Un accordo tra Gus e Comune per l’integrazione dei migranti

I numeri stanno diventando sempre più grossi, così come le morti in mare assumono cifre immaginabili: ma come poter dare una risposta al fenomeno immigratorio, che sta assumendo sempre più i contorni di una emergenza planetaria e l’Italia è fortemente investita da questo fenomeno?
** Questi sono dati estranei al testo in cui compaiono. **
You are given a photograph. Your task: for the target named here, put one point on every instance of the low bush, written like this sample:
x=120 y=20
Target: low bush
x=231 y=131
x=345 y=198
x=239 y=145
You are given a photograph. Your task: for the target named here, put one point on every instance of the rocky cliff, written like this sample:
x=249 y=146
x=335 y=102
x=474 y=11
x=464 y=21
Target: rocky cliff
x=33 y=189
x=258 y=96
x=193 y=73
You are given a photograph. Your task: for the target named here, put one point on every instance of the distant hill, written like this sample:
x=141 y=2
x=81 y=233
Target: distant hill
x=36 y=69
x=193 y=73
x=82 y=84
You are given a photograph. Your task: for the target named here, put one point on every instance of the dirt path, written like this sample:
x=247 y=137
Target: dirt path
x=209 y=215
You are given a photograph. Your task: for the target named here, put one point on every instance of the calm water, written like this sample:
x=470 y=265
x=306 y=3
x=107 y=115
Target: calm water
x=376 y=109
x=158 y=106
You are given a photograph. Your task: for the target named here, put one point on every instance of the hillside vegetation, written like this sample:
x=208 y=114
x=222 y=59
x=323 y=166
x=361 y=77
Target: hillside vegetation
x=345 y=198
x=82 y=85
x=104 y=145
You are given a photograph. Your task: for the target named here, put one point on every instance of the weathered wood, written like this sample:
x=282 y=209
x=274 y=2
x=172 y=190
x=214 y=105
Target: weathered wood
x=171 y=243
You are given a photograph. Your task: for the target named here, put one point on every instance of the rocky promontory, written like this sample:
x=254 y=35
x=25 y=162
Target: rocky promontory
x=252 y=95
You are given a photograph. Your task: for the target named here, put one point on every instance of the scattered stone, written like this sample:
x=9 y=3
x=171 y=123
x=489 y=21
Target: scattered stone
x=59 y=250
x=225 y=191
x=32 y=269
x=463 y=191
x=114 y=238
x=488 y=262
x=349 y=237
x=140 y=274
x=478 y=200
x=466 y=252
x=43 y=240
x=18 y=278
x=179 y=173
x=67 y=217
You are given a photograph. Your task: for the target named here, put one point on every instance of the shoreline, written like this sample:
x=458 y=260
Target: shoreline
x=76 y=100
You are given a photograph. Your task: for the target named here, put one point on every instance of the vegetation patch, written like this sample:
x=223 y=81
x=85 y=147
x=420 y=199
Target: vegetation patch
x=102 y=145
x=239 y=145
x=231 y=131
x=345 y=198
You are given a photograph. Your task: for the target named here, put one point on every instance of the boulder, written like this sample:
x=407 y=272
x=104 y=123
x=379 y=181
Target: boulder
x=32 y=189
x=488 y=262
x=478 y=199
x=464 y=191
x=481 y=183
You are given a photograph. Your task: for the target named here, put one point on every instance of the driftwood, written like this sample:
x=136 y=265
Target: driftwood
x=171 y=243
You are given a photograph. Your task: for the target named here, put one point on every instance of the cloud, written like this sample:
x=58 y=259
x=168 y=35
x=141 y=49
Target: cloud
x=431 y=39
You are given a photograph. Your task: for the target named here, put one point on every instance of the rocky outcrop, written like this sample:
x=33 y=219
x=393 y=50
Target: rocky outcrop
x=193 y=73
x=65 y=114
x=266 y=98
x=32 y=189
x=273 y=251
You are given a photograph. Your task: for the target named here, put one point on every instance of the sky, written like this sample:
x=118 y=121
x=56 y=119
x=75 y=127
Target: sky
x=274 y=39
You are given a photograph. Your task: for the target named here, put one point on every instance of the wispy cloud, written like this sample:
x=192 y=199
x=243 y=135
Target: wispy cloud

Lo Stato Italiano sta cercando di gestire tale fenomeno con il soccorso in mare e l’accoglienza dei migranti soprattutto attraverso le sue ramificazioni sul territorio che sono le Prefetture.

A tal proposito la Prefettura di Macerata ha già stipulato una serie di convenzioni con l’Associazione G.U.S. “Gruppo Umana Solidarietà G. Puletti” che ha dislocato su varie strutture del territorio di Tolentino un certo numero di migranti richiedenti protezione internazionale.

In questo contesto la Prefettura di Macerata, il GUS e il Comune di Tolentino hanno deciso di sottoscrivere nelle prossime settimane due convenzioni per poter permettere ai migranti ospitati di poter svolgere attività di volontariato a favore della comunità locale per rendersi utili ed allacciare corrette relazioni con il tessuto sociale di Tolentino.

La convenzione che sarà stipulata con la Prefettura di Macerata è propedeutica all’accordo con il Gus e stabilisce che nel quadro dei principi di leale collaborazione tra Stato e sistema delle autonomie e di cooperazione interistituzionale si intende promuovere ogni opportuna iniziativa per garantire processi di sinergia istituzionale che assicurino la valorizzazione dei territori e la risoluzione delle problematiche a più alto impatto sociale.

Quindi l’Amministrazione comunale di Tolentino, interessata dalla presenza dei cittadini stranieri, è intenzionata ad individuare servizi ed attività utili alla collettività e realizzabili attraverso attività di volontariato, in quanto è consapevole del valore strategico rivestito dalle azioni concrete di integrazione sul territorio finalizzate a promuovere la conoscenza reciproca e che consentano quindi, al territorio ospitante, di conoscere direttamente le vicende umane, politiche e geografiche delle persone ospitate.

Le attività cui possono essere impegnati i richiedenti protezione internazionale debbono inserirsi nel contesto degli interventi di carattere culturale, sportivo, educativo, ambientale, di protezione civile, di servizio alla collettività e di inserimento sociale che li facciano sentire partecipi della realtà locale che li ospita.

Al Comune di Tolentino spetta il compito di istituire il tavolo tecnico di coordinamento che provvede al monitoraggio della presente intesa, al confronto e allo scambio di informazioni, nonché alla promozione di strategie di intervento congiunte e di buone prassi mentre gli enti gestori dei progetti di accoglienza per richiedenti protezione internazionale di Tolentino avranno cura di diffondere, ai beneficiari dell’accoglienza, la cultura della partecipazione attiva.

Nella convenzione che sarà sottoscritta con il Gus si precisa che l’Amministrazione comunale ritiene importante sostenere il coinvolgimento degli immigrati, ospitati con i programmi di accoglienza temporanea, nella vita della comunità cittadina e che lo svolgimento di attività socialmente utili potrebbe generare un duplice beneficio, creando da un lato un’occasione per i cittadini stranieri per sentirsi valorizzati e realmente integrati nel tessuto sociale e dell’altro un contesto positivo di prevenzione rispetto allo sviluppo di eventuali tensioni o fenomeni di intolleranza.

Quindi il Comune di Tolentino ed il GUS hanno individuato alcune attività di pubblica utilità da proporre ai cittadini stranieri richiedenti protezione internazionale: manutenzione del verde pubblico, manutenzione stradale, manutenzione del patrimonio comunale, partecipazione ad iniziative organizzate o patrocinate dal Comune, partecipazione a percorsi ed attività educative, ricreative, e sociali finalizzate alla promozione della cultura della solidarietà e dell’integrazione.

L’adesione del cittadino straniero è libera, volontaria e gratuita e comporta l’impegno, sottoscritto con un “Patto di volontariato”, a svolgere una o più attività, individuali o di gruppo, in relazione alle modalità organizzative individuate dal Comune e dal GUS.